От дома до фронта - Ржевская Елена Моисеевна. Страница 14

После этого дни поползли в своем прежнем распорядке. Зато вечером у нас теперь в каждой комнате суматошно, людно. Вроде всем чего-то надо напоследок, а чего — сами не знаем.

Внизу, в большом классе, заставленном кроватями, весь вечер крутят где-то раздобытый патефон. Затупевшая иголка бессменно скребет пластинки. Подтанцовывают «шерочка с машерочкой» в парусиновых сапогах, а парни тяжеловато, задубело сидят на стульях, на кроватях, сосут цигарки.

И наша Анечка тут. Проскользнет в дверь и держится в стороне, не смешиваясь со всеми, теребит хвостик своей толстенной косы, голубые глаза встревожены, что-то просыпается в них под эту хрипловатую музыку.

Высоко на стене уцелел белый лист ватмана — весь в разрисованных красками неровных буквах:

Птицы — наши друзья. Это знаем ты и я.
Честное даем мы слово, что нигде и никогда
Мы не сделаем плохого, не разорим их гнезда.

Это единственное напоминание о том, что здесь в прежние дни, до нас, сидели за партами школьники. Где-то они ютятся теперь, вытесненные нами?
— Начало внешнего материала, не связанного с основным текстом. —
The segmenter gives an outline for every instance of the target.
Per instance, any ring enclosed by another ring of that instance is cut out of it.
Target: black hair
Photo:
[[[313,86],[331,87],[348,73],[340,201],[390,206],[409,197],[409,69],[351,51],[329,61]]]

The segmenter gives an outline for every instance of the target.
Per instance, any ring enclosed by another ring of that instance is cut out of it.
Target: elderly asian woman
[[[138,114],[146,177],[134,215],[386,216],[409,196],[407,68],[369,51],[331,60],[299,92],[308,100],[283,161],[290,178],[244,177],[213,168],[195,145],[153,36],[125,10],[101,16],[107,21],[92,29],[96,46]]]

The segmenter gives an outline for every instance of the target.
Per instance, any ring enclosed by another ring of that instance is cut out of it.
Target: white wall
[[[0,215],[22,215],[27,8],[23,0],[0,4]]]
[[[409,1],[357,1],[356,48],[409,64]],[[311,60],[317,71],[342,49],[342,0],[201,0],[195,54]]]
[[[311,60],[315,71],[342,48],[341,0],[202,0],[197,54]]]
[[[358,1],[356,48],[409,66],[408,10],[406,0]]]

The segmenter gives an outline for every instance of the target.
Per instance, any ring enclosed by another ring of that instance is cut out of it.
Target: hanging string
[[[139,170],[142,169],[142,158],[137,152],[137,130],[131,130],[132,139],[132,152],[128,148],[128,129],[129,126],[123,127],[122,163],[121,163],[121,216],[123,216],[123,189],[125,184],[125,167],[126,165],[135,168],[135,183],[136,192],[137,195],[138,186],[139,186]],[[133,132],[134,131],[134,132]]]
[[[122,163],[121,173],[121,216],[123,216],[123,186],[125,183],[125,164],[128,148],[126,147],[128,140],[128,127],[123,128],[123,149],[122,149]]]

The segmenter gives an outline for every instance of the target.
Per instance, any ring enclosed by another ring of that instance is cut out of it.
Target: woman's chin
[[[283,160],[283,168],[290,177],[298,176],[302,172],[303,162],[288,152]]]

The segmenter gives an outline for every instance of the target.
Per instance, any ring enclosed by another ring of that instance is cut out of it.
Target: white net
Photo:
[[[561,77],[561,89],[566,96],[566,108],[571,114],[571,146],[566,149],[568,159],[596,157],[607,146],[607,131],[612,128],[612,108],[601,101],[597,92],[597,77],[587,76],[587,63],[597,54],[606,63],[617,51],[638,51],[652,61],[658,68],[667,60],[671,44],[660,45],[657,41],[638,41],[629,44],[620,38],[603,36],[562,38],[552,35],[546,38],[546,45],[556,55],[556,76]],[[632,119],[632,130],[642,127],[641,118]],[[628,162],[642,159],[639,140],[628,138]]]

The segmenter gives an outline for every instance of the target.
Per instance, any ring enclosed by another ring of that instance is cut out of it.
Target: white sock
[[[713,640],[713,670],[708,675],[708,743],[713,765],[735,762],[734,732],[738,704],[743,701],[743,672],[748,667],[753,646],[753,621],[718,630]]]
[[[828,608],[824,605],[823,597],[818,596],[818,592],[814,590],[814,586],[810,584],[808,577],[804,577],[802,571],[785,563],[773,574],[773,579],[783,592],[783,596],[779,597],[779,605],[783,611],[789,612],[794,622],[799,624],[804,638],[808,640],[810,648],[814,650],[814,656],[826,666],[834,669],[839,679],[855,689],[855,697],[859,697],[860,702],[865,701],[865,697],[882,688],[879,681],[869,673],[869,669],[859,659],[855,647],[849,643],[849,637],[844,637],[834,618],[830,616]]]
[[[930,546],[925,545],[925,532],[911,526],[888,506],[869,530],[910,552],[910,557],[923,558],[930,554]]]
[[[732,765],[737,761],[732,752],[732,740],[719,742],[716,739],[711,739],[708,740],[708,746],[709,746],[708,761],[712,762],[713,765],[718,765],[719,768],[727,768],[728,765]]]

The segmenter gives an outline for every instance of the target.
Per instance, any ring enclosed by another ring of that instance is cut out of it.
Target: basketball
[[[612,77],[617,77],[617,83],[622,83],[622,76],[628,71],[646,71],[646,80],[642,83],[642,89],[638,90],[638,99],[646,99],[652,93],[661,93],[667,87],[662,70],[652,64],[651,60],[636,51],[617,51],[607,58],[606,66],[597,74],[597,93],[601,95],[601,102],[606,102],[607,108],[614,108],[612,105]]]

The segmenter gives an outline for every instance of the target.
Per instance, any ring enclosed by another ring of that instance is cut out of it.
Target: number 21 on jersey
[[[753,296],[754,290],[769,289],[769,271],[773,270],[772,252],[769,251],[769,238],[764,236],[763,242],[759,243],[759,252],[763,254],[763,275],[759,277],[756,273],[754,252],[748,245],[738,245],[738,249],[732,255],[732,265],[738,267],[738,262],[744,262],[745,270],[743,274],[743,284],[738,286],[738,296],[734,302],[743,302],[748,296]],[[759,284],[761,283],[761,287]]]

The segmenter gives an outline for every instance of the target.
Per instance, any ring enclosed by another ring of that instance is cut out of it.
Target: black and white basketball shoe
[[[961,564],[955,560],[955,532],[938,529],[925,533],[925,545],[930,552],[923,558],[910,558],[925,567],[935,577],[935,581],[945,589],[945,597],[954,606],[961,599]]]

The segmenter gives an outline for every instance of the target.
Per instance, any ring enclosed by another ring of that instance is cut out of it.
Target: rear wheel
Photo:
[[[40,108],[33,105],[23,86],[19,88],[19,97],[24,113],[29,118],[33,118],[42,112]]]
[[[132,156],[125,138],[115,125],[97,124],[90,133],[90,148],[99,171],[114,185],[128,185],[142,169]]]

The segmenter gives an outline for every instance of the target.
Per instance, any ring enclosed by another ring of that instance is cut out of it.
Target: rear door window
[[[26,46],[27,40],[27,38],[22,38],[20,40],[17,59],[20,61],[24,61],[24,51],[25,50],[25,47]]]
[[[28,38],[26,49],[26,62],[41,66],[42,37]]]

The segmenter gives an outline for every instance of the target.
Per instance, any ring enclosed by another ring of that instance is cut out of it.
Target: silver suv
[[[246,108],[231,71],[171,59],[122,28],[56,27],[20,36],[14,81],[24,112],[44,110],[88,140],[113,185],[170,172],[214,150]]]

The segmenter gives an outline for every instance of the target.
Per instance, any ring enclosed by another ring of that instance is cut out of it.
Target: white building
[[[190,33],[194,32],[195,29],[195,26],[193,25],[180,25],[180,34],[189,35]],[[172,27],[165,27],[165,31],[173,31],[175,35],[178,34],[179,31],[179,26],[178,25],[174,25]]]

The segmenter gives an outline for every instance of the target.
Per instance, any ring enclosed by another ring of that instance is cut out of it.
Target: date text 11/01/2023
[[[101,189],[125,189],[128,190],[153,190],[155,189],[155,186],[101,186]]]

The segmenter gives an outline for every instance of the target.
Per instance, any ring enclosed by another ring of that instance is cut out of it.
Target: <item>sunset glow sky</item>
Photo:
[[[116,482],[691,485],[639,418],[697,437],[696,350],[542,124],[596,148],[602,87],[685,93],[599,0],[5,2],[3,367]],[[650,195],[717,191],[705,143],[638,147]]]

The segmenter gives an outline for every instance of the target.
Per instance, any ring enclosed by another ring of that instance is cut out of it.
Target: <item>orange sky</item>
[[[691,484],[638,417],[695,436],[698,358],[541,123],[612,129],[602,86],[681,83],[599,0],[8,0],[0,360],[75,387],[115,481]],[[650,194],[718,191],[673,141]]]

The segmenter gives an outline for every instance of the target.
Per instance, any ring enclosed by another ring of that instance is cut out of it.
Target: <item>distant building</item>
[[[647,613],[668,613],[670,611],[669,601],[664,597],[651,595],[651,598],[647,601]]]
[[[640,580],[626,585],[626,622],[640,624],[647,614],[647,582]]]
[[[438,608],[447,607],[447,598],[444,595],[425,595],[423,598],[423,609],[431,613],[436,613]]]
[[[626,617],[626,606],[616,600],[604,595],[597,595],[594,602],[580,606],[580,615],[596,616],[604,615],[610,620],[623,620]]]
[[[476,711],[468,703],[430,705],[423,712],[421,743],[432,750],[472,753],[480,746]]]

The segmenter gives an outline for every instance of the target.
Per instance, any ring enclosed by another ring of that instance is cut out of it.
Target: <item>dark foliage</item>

Раньше я не замечала приколотый на стену лист. А теперь, как захожу сюда, читаю вслух… Знакомые слова из школьной тетрадки, брошенной мной на растопку. Они кажутся мне библейскими.

Под ними — широкой спиной к патефону, ко всей предотъездной карусели — Ангелина с упорством зубрит немецкий.

— Ангелина-матушка, сколько ж можно!

Оборачивается — добродушная ухмылка на большом лице, обеими ладонями приглаживает свой «политзачес» — короткие гладкие волосы, зачесанные со лба к затылку, — и подзывает меня, горя желанием поговорить по душам о Dativ’e с предлогами seit, von, zu.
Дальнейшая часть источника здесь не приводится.